Beneath the Underdog


In honor of the fiftieth anniversary of the forced desegregation of Little Rock Central High this week, I had my students in the writing class I teach for music majors read an excerpt from Charles Mingus’s sui generis memoir, Beneath the Underdog, first published in 1971 (Mingus had memorialized the bigotry of Arkansas Governor Orville Faubus, to whom Louis Armstrong had referred in the press as an “uneducated plow boy,” in his famous tune “Fables of Faubus,” whose snide, insinuating opening riff is recognizable to jazz fans everywhere). It was actually very hard to find an appropriate passage to read in class; the book is indescribably obscene, and is full of exaggerations and outright lies, such as Mingus’s claim that he pimped his wives and girlfriends.
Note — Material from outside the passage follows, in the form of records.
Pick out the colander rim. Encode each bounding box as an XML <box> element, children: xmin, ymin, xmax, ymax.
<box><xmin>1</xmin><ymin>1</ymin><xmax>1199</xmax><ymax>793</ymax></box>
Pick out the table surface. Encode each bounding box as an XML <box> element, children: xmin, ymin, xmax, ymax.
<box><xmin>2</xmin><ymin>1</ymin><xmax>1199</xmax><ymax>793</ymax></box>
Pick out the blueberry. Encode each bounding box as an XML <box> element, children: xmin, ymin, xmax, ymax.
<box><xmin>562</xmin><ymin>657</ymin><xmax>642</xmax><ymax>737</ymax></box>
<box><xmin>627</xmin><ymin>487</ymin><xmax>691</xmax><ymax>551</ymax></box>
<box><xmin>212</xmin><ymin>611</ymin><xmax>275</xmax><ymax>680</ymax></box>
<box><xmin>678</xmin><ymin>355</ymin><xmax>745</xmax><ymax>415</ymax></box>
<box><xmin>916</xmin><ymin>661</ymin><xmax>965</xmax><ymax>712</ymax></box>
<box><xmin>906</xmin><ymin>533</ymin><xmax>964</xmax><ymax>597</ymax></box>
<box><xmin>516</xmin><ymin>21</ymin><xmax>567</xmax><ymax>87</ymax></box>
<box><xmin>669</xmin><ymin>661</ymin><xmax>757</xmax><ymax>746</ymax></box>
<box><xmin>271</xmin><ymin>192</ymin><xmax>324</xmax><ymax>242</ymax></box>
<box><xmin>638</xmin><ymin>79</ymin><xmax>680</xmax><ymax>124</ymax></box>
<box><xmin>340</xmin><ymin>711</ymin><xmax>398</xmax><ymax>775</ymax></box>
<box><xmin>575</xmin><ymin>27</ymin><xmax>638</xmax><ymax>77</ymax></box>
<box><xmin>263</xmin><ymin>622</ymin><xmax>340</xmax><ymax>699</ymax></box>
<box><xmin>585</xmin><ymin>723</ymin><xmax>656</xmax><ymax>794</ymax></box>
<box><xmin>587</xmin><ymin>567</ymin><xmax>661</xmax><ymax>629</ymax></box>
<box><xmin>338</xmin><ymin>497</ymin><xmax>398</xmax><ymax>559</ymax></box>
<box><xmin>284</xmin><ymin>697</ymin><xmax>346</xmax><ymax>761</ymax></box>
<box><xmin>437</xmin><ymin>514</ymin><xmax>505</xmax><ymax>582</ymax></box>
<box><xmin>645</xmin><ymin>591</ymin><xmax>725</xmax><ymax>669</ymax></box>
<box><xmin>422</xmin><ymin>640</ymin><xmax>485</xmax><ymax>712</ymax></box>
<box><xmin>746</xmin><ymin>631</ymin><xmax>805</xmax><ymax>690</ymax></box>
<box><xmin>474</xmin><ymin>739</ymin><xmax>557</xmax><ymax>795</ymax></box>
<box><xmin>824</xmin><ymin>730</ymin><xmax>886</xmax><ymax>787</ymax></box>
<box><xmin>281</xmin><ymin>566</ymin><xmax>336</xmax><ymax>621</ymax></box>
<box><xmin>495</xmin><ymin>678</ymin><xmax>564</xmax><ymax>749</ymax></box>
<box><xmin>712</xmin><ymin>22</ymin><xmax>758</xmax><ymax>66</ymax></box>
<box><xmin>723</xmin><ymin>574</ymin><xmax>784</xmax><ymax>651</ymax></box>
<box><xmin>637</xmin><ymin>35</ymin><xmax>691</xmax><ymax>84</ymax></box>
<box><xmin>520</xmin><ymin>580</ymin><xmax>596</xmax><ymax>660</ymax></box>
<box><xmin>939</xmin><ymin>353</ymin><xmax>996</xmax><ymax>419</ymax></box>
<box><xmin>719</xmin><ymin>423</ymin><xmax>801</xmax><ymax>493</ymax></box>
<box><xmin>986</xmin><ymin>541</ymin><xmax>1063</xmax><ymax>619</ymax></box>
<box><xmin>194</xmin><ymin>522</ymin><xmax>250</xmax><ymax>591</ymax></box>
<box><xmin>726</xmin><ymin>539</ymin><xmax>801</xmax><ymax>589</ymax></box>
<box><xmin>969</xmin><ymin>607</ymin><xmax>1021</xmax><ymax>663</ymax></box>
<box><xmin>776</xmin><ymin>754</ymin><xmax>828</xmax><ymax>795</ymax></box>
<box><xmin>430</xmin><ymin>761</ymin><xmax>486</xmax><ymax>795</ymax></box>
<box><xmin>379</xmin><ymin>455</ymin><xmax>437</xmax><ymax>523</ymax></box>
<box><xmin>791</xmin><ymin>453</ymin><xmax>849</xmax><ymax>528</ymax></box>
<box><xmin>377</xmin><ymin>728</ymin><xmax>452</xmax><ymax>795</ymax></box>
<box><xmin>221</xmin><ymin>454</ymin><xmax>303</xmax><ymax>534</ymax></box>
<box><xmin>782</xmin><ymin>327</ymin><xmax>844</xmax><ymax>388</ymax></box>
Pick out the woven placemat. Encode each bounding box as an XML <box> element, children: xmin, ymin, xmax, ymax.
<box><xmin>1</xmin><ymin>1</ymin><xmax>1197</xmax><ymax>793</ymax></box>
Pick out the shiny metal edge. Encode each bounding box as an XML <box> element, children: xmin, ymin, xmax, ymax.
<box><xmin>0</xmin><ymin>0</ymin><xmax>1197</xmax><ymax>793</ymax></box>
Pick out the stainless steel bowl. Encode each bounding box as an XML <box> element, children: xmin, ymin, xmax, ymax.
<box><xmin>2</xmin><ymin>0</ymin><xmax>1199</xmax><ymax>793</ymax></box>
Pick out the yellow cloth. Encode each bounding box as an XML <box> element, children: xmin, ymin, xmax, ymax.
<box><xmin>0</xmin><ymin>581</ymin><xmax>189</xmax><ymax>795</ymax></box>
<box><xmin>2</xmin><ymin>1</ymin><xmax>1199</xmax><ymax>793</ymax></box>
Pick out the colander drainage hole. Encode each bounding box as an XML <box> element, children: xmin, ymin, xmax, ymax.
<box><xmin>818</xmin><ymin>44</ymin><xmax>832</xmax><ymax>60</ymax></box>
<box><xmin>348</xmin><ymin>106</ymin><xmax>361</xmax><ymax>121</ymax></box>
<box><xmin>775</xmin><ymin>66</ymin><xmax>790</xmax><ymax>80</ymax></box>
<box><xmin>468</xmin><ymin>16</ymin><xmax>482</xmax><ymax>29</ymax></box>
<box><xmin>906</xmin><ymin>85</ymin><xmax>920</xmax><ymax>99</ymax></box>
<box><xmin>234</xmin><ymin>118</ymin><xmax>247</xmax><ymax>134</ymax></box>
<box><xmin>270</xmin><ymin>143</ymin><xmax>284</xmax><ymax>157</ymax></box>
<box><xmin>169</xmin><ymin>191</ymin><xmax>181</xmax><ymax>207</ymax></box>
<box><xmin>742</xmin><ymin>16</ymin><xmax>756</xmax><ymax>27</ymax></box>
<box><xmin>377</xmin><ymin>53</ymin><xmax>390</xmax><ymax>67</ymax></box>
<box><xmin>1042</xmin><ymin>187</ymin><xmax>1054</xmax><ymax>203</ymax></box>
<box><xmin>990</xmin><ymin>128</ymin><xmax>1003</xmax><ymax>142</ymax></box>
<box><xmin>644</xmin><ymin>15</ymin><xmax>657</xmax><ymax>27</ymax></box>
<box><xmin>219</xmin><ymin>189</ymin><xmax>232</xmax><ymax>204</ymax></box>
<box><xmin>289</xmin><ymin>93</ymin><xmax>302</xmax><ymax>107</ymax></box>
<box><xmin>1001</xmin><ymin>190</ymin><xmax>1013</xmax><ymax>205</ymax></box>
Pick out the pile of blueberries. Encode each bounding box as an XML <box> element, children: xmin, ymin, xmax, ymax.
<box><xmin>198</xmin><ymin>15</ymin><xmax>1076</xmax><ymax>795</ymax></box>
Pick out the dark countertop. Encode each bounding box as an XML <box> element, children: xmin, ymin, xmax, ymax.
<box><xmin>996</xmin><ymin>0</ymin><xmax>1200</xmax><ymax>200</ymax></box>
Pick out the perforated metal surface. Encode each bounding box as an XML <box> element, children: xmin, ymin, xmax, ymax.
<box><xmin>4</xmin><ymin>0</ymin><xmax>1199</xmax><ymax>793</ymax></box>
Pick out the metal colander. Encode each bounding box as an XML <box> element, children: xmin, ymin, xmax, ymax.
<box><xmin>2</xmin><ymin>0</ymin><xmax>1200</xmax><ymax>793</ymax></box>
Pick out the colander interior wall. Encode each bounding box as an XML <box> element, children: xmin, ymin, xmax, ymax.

I especially wanted the class to read Mingus’s exegesis of his own playing and compositional styles, but couldn’t find anything except a brief excerpt toward the end of the book, in a scene where he’s just been released from Bellevue and is playing a club date. Mingus uses the foil of a British interviewer coming over to his table, where he’s flirting between sets with the woman who will become his umpteenth wife, to expound for a page or so on his musical philosophy of “rotary perception,” an aesthetic borrowed from Eastern spiritual systems and also owing something, no doubt, to his drug use and mental illness. For all of its madness, offensiveness, absurdity, and ultimate disappointment, Beneath the Underdog is one of my favorite books in the whole world, written by a truly erudite and brilliant artist, one of the many in jazz who became victims of their own genius, and of their internalization of racial prejudice. Jazz in the 1940s, 50s, 60s, and 70s devoured its young.

1 comment:

Anonymous said...

Agreed, and as an interesting companion I would recommend Art Pepper's autobiography, "Straight Life." Pepper was the true White Negro, one also tremendously intimidated by black musicians because he was so self-conscious about being a white jazz musician. And he considered himself mainly a junkie and a convict, which he was, rather than a musician. Of course, he is one of the very greatest post-Parker alto player, and the only jazz musician I know who can abrade with a ballad.